The Arabic BITe showed excellent reliability, as both Cronbach’s alpha and McDonald’s omega coefficient values were of 0.88. This is consistent with the original English (α = 0.91) and other language (i.e. Turkish α = 0.86, [43]; French α = 0.80, [41]; Spanish α = 0.91 [42]) versions. Multi-group analyses indicated invariance across sex groups in our sample at the configural, metric, and scalar levels. This finding was expected, as the BITe was originally specifically designed to be suitable for both males and females [37]. As such, the developers of the scale demonstrated that there is no gender bias on each of the five BITe items [37]. These findings suggest that male and female respondents understand and interpret items in a similar way, and that the Arabic BITe operates similarly across gender groups. This implies that the Arabic BITe allows for robust investigation of gender differences in irritability among Arabic-speaking people. In our sample, no significant differences were found between male and female adolescents in BITe scores. This is in contrast with previous literature that consistently reported higher rates of irritability in females compared to males [42, 44, 65], which may be explained by cultural factors.
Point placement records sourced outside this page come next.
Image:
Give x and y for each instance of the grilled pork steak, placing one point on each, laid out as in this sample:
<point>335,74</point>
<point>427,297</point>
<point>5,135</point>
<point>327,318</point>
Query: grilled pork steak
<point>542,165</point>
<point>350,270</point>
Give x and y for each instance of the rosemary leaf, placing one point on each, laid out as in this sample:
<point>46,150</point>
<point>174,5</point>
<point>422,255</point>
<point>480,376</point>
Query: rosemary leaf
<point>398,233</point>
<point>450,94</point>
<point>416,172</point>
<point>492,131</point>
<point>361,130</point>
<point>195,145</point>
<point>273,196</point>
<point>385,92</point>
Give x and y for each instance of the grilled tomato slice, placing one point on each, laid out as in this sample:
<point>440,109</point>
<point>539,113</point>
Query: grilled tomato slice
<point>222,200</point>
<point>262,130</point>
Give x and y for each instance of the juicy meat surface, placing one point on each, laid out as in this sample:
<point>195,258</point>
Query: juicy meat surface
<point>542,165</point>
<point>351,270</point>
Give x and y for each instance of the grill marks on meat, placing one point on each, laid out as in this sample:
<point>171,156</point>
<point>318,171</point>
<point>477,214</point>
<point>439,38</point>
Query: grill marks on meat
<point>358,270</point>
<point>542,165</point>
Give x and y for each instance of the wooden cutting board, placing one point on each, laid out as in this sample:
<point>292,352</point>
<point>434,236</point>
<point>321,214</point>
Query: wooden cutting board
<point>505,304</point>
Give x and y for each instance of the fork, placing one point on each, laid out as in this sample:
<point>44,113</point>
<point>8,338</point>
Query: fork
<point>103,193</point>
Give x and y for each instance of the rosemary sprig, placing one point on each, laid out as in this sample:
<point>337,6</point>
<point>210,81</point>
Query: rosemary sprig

Good concurrent validity was supported for the Arabic BITe based on positive correlations between irritability scores and measures of aggression, anger and hostility (r Pearson’s coefficients ranging from 0.35 to 0.42). Similar positive correlations between these constructs were also observed in other validation studies of the BITe (e.g., [41,42,43]).These findings provide additional empirical support for the high specificity of the BITe in measuring the irritability construct [37]. Furthermore, good concurrent validity of the Arabic BITe was evidenced by positive correlations with insomnia symptoms scores. This is in agreement with previous evidence suggesting irritability as a transdiagnostic factor that can be observed across different mental problems, including sleep disturbances [12, 66]. In sum, these findings provide further evidence for the clinical relevance of assessing the irritability construct particularly in adolescents.

Limitations and research perspectives

This study is not without limitations. First, we adopted a convenience snowball sampling technique, which may have affected the representativeness of our sample. In addition, our participants were recruited online. While this method allowed access to a relatively large sample of adolescents and ensured their anonymity, it might limit the generalizability of our results to adolescents who do not have access to technology devices and the Internet. The generalizability of our conclusions may also hindered by the inclusion of an exclusively adolescent and non-clinical sample from one Arab country. Future studies should consider testing the psychometric properties of the Arabic BITe in different age groups to allow for assessing the irritability construct across the life span. In addition, the robustness of the Arabic BITe still needs to be verified in clinical populations and other Arab countries. The internal consistency of the insomnia severity index and verbal aggression subscale was not optimal; results should be interpreted with caution. A main concern encountered in all studies where data is gathered via an online link, s the accuracy of information as well as consent reliability. Finally, other important psychometric characteristics of the BITe were not explored in the present study (e.g., Test-retest reliability) and should be subject of future investigations.

Conclusion

The present study showed preliminary evidence to support that the Arabic version of the BITe, as a unidimensional measured, could produce reliable and valid measures of irritability in adolescents. However, more work is warranted for drawing valid clinical and research recommendations on its use. Providing an Arabic validated version of the BITe will hopefully foster the research efforts of the Arab scientific community in this area, and promote the implementation of timely, evidence-informed and culturally-sensitive mental health interventions that appropriately address irritability-related problems and consequences among Arab young populations, at least in Lebanon.